Saturday, May 9, 2015

First Born Girl...


Now I would like you to take a breath, sit down and read this story...
A mother of 4 boys 3 brothers and an older half-brother found out she was pregnant once again. She was a bit alarmed at first, she had already had 2 miscarriages (both girls and the last one almost killed her). But everything was going great, though the April hail storm the size of soft balls turning the roof into Swiss cheese was a financial set back. The home owners association that her husband was president of came through and the neighborhood helped each other through this tough time. Mother’s Day came and went; it was very nice, the boys were on best behavior. Within 2 weeks she went into labor, took a bus to the hospital and contacted her husband at the office.

A baby girl, oh my gosh a full term baby girl, her husband was ecstatic and seeing his wife had named their last baby after him, he figured turnabout was fair play and named this little wisp of a girl after her mother, yes a little girl junior! Everything was going as planned when her mother went to her 6 week check-up and brought her little girl, the apple of her eye with her to the appointment.
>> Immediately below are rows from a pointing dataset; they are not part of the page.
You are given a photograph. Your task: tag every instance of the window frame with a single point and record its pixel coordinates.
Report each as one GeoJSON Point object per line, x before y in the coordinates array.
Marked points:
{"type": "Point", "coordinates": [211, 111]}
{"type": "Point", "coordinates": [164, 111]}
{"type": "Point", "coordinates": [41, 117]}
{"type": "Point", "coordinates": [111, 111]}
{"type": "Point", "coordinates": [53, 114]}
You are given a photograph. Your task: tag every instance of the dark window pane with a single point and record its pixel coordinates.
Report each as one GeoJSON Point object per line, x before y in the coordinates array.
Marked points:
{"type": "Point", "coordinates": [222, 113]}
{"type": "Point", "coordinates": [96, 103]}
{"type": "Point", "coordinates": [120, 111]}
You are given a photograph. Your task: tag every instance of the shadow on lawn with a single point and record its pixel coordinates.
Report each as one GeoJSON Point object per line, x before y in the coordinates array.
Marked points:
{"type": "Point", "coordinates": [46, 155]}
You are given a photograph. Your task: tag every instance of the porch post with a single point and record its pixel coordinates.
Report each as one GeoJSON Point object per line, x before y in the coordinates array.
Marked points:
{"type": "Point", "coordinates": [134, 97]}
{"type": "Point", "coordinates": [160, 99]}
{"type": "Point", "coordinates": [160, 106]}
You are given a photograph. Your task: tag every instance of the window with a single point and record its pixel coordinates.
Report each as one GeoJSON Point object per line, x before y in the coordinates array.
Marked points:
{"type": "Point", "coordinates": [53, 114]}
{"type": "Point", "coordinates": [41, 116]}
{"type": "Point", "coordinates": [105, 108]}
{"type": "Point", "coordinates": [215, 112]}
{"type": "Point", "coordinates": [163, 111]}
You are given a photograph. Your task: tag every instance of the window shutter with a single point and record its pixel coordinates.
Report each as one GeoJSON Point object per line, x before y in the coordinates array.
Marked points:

The doctor said you are doing fine now let’s see this little “junior”, after listening to the babies chest, then her back, he closed the door and listened again. He asked her to come back to the office with her husband later that week. She did not understand but when her husband got home she expressed the doctor’s request. When they got to the office they came in, sat down the doctor put his head in his hands and started to cry. When he had composed himself he told her parents their little girl would not see her 3rd birthday. She was born with a congenital heart defect, the term he used was Eisemenger Syndrome, and it was fatal.
Both were in total shock this is not happening, God was not a cruel God, why? Well, her parents would not take this as a final answer and took their little girl to the local Women’s Hospital. They were given the same answer, take her home and make her life as comfortable as possible. Treat her as you would any little girl and let her live out her final days happy. HAPPY thought the parents, HAPPY? NO, this was not going to happen.
Her father sat down with pen in hand and started to contact his Army superiors that happened to be doctors, dentists actually but none the less doctors. And doctors always know other doctors, right?  This thought crossed his mind as he penned the pleadings for help or advice.
Months later he received a Christmas card from his direct superior from the Army, his office was in Buffalo. It was grim. Eisemenger Syndrome, he called it was fatal; an experimental surgery was in the works so experimental it had not even been attempted by the major surgeons in Buffalo yet. His words were “So sorry Mac, so very sorry.” As they read the letter they thought, not our little girl she was only 7 months old, yet she was showing signs of deterioration, no not my little “junior.” But looking at her they could see the blue pallor creeping over her face. This was a reality check.
That month they had again heard about the experimental surgery for Eisemenger Syndrome from a friend. Doctors in Minnesota had been successful and a team at University of Michigan was experimenting on dogs.
           
  

So her parents started checking out their options a doctor at a leading hospital right around the corner was just starting a protocol to help “Blue Baby Syndrome”. The most telling symptom is cyanosis a bluish pallor of the face. After writing a letter to the hospital they waited. A letter arrived from a member of the cardiac team and the answer was sorry, we cannot help. Her parents were dogged and went to see the cardiologists and after a meeting with the head doctor, he called his team together and said it was a no-brainer there could only be two outcomes she would make it or not, the later was a condition they did not want to discuss at length.
The hospital sent a telegram for another examination with the whole team after a meeting they were given the go ahead. The next few months were to be a whirlwind of doctor appointments her birth doctor came to the house weekly for her penicillin shots. No walking, no crying, no exercise in fact nothing except putting on weight. Her parents took her in shortly after her first birthday and told she was not making any headway no growth nor weight gain. The team gave a surgery date for the following month.

I think of life, as if tossing a pebble into a pool of still water and watch as the ripples go to a shore then continue back crossing each other making new ripples as the pool becomes still again.

August 31 marks the 59th year of the surgery performed in 1956. Oh yeah, this is my story, my life as a “junior”. I would like to say Thank You God and to my Mom for not giving up on me, and to all the friends and relatives that I have rippled through, on this journey my life. Happy Mother’s Day to all of my friends that are Mother’s out there!